Luckily we don't have to guess. For example, look at the hundreds of terpenoids that saturate traditional diets, many of which and are widely believed to prevent cancer. If you have any actual evidence, put it up.

> The multi ring structure to me suggests...

All this is interesting, but it has exactly nothing to do with in vivo carcinogenicity. You don't have to look far to see this is true. Healthy diets are chock full of polyphenols that exhibit significant DNA binding affinity, but lack evidence of carcinogenicity. And it's not for lack of looking.

You appear to have some specialized knowledge, but when you try to extrapolate it to a wider field where you're out of your depth, these hand-waving guesses can easily turn into fearmongering.

[zippy5]

I want to apologize, I definitely don’t intend to fear monger and most definitely not want to imply that I have expertise. Roughly my level of understanding is mostly that of a low level undergrad and you should treat my naiveness as such.

I recognize that what I’m engaging in is entirely wild speculation based on limited experience and data, likely very error prone and that really I’m just having fun without considering how it may impact other readers.

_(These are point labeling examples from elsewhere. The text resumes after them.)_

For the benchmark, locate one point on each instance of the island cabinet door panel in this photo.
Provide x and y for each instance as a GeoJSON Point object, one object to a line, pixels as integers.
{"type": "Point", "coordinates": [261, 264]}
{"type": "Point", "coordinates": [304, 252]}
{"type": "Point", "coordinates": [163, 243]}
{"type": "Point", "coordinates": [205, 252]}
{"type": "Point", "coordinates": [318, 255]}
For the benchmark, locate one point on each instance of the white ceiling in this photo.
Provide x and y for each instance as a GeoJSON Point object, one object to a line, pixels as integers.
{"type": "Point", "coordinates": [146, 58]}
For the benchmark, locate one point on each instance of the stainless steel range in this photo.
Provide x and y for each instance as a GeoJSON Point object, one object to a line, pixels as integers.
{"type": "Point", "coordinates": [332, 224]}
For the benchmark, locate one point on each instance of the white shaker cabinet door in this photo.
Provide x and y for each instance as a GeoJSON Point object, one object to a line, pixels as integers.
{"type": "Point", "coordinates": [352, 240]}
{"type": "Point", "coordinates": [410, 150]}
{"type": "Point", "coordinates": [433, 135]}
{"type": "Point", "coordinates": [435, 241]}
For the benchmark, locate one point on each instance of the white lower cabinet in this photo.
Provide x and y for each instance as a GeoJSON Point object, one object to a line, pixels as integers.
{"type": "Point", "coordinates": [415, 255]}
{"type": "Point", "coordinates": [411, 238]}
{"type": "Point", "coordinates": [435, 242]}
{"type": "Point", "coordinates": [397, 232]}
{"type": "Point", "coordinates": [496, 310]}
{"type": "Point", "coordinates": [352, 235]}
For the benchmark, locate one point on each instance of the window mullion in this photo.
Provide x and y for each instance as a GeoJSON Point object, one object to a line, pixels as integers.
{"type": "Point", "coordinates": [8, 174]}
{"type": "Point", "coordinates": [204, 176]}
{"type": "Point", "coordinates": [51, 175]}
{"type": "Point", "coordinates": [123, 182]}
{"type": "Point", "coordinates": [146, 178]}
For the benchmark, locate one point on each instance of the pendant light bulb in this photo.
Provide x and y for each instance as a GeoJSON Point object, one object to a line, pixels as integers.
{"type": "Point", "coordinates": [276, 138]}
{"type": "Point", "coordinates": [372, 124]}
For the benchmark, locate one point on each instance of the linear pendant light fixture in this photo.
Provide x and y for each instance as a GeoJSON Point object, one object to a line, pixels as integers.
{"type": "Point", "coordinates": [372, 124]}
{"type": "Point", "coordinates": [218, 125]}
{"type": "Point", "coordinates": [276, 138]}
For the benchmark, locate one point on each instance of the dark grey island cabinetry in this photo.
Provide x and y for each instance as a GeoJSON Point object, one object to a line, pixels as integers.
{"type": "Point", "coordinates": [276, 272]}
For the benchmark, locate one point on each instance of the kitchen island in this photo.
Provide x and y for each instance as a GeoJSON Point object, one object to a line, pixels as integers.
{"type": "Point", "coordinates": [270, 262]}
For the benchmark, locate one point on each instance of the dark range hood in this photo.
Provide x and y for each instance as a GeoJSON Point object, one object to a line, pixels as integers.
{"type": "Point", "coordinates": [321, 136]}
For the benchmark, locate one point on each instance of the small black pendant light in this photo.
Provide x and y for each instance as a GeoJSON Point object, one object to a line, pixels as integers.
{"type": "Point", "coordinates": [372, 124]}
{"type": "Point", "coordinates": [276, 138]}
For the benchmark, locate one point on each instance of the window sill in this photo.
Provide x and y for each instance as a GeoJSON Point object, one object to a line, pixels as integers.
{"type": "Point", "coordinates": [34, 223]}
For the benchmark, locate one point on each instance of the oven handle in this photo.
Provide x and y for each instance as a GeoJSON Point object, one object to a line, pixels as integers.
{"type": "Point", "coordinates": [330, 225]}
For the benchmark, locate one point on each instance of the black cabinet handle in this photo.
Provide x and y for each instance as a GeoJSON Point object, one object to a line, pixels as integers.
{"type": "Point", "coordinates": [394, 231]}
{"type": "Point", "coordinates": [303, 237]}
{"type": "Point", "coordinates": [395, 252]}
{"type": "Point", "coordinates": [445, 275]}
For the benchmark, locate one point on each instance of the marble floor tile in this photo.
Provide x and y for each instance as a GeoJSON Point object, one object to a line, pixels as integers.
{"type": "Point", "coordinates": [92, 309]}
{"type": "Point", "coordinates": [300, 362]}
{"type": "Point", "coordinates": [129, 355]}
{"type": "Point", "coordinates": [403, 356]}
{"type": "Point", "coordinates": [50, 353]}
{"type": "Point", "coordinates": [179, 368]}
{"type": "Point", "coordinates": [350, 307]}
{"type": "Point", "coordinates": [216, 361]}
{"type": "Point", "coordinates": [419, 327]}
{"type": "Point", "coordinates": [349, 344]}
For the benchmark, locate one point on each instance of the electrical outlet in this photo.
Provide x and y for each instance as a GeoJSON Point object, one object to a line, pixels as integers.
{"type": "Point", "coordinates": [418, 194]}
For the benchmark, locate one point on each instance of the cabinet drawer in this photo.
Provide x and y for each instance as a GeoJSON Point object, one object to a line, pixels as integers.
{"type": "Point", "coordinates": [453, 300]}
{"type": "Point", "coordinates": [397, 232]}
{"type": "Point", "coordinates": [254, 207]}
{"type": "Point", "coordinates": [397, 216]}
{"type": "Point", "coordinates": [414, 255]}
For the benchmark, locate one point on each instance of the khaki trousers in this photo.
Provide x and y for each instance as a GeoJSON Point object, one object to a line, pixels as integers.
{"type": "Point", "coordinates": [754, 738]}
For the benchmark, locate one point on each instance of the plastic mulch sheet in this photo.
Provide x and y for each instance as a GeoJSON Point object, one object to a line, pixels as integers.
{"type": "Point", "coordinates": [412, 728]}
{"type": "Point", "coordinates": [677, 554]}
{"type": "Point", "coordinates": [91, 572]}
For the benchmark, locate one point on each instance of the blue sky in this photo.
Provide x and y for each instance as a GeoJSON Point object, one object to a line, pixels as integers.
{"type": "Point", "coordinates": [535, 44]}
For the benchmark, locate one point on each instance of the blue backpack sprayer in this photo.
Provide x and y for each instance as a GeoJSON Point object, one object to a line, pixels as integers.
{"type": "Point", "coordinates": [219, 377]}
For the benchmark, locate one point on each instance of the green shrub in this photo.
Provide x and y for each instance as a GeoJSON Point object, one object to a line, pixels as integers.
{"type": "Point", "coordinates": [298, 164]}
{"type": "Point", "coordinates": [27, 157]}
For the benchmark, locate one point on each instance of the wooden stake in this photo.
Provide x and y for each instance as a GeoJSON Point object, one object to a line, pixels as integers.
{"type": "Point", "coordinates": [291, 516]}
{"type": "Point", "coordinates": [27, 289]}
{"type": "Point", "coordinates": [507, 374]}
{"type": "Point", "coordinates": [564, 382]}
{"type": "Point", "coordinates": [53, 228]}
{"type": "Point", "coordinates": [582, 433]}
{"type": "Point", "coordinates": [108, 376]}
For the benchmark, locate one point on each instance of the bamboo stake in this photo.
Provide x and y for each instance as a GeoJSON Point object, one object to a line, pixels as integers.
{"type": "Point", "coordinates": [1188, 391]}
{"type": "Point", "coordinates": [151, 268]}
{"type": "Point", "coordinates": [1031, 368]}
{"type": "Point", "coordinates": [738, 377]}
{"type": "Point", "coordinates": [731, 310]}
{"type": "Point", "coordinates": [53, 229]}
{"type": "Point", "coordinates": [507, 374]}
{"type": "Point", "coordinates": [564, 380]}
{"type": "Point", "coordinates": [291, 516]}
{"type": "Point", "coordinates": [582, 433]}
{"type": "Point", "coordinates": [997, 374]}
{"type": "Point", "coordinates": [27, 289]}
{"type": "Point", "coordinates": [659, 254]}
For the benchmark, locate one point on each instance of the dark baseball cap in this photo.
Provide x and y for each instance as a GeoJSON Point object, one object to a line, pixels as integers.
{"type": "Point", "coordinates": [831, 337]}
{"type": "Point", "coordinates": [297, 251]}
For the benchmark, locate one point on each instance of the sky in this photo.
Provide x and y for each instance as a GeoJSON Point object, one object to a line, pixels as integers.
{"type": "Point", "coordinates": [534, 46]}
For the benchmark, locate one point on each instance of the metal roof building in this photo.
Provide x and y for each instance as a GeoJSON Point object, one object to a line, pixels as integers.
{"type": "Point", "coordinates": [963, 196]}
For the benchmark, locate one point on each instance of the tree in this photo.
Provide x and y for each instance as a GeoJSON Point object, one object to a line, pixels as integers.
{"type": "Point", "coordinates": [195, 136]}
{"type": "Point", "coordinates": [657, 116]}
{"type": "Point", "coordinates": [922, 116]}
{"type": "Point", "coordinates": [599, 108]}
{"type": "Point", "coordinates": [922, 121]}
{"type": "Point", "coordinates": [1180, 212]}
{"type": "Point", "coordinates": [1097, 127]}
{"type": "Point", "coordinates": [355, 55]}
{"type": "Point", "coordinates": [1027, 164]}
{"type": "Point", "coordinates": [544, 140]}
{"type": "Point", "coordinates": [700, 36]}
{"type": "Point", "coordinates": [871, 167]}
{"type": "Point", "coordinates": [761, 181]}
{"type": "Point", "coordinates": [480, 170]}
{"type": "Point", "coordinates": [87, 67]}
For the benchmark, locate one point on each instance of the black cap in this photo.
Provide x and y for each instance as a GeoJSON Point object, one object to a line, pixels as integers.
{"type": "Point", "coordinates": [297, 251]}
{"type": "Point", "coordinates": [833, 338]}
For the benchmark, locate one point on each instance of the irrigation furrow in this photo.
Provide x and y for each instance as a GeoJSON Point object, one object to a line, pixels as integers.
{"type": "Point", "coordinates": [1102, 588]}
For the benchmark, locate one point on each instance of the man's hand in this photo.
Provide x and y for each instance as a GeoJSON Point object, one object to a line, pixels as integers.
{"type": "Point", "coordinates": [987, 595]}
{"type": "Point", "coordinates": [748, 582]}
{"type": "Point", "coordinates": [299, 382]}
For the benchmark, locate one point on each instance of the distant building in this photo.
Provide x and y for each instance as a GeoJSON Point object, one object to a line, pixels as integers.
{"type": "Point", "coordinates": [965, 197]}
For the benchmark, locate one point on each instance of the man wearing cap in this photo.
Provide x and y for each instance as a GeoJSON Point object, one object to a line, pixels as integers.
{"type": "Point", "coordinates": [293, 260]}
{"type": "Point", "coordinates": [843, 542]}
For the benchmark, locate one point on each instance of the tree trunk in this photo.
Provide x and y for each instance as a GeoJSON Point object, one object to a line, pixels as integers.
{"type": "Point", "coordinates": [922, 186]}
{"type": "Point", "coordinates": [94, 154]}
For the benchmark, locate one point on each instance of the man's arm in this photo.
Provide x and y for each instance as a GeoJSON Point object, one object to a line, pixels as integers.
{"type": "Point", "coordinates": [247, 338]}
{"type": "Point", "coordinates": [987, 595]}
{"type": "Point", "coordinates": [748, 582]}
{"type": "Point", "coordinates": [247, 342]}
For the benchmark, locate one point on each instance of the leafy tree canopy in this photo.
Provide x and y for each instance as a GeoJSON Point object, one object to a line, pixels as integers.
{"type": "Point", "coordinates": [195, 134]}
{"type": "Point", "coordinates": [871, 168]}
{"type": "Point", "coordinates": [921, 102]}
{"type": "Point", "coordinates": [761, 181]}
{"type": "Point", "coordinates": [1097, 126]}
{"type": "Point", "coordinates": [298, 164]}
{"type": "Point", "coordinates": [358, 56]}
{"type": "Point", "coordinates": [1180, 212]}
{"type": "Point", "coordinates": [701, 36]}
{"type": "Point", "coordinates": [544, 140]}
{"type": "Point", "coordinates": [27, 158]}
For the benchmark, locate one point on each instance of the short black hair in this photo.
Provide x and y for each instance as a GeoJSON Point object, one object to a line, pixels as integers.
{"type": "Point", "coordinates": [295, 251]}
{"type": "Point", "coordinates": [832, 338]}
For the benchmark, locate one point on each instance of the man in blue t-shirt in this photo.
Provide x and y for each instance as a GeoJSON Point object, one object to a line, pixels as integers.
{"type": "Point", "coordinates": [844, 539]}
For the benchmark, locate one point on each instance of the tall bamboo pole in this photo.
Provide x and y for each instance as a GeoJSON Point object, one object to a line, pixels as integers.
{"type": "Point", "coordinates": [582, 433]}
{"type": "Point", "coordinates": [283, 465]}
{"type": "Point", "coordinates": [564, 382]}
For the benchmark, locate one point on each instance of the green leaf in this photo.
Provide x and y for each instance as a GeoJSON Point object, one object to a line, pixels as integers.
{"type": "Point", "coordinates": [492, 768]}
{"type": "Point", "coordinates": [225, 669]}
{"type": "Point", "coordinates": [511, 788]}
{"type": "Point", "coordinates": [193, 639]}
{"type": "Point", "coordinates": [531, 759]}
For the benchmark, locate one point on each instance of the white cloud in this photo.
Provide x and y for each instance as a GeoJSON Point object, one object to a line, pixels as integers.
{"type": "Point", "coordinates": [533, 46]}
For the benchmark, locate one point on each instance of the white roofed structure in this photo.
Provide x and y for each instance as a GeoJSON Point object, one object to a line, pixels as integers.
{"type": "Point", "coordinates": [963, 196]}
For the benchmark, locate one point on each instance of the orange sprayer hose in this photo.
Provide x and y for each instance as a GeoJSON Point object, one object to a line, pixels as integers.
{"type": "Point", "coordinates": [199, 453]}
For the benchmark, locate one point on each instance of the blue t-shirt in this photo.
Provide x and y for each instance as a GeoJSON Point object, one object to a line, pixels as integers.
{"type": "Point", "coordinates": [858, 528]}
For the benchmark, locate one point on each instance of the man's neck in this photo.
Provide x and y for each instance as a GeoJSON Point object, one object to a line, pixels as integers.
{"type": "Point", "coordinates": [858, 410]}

I understand that for many this an important issue of health and research. I did not intend to detract from these more legitimate forms of discussion.

[nate_meurer]

I doubt there are many graduate students who would readily understand what you wrote about fused rings. It's going to take me some time to digest it.

[tptacek]

Bah! It was a fun argument to read and you clearly seem to have been participating in good faith.

[kortex]

> I think a geometric interpretation can help some non-chemists understand how intercalating molecules bind to dna.

Absolutely, geometry of electric fields is the primary factor in biochemical interactions. "The electron is where its at" as my o-chem teacher always said.

But that's exactly why aspartame is totally different than intercalators like EthBr, doxorubicin, and PAHs. That phenyl moeity has a rotational degree of freedom, and the whole peptide backbone is floppy. EthBr has a Ph but it's stabilized in-plane by the tri-ring. Intercalators typically have 300-500 daltons worth in a "planar greasy brick" regime, with very little in the way of bulky or floppy steric groups. On paper, aspartame looks pretty flat, but you gotta think about thermal molecules in solution.

E: just noticed this

> I would also say two rings with a carbon-carbon link seem to be potent binding as well.

Oh yeah, like biphenylyl, -Ph-Ph? So that's actually much more planar than a single Ph. The conjugation (any time you see carbon chains with alternating double bonds) of the pi-orbitals stabilizes the rings in-plane. Also it's rather unnatural, there's not a lot of reactions which forge a sigma bond between two aromatics like that.

https://en.m.wikipedia.org/wiki/Biphenyl

[ncmncm]

While you're here... what is a Ph ring with an O substituted, and an N opposite it, called?

[kortex]

If it's fully unsaturated, 1,4-oxazinane. If it's 2 double bonds, 1,4-oxazine, or more commonly oxazinone if it's part of a larger fused structure (eg nile red). If you fully aromatize it, it becomes oxazinium. That's a weird one, probably unstable. I think there are some peroxo species with a 1,4-oxazin-1-ium but it's a bit wacky.

The meta (1,3) oxazinium is more stable, but it still needs 3 big electron-withdrawing groups to stabilize it in the case of 2,4,6-Triphenyl-1,3-oxazine-1-ium.

https://en.m.wikipedia.org/wiki/Oxazines

https://chemdrawdirect.perkinelmer.cloud/js/sample/index.htm...

[ncmncm]

Thank you. I was looking at a vermicide that had what looked like a complicated nitrogen cage, empty, with a pair of those hanging off, and I realized I had no idea what to call them.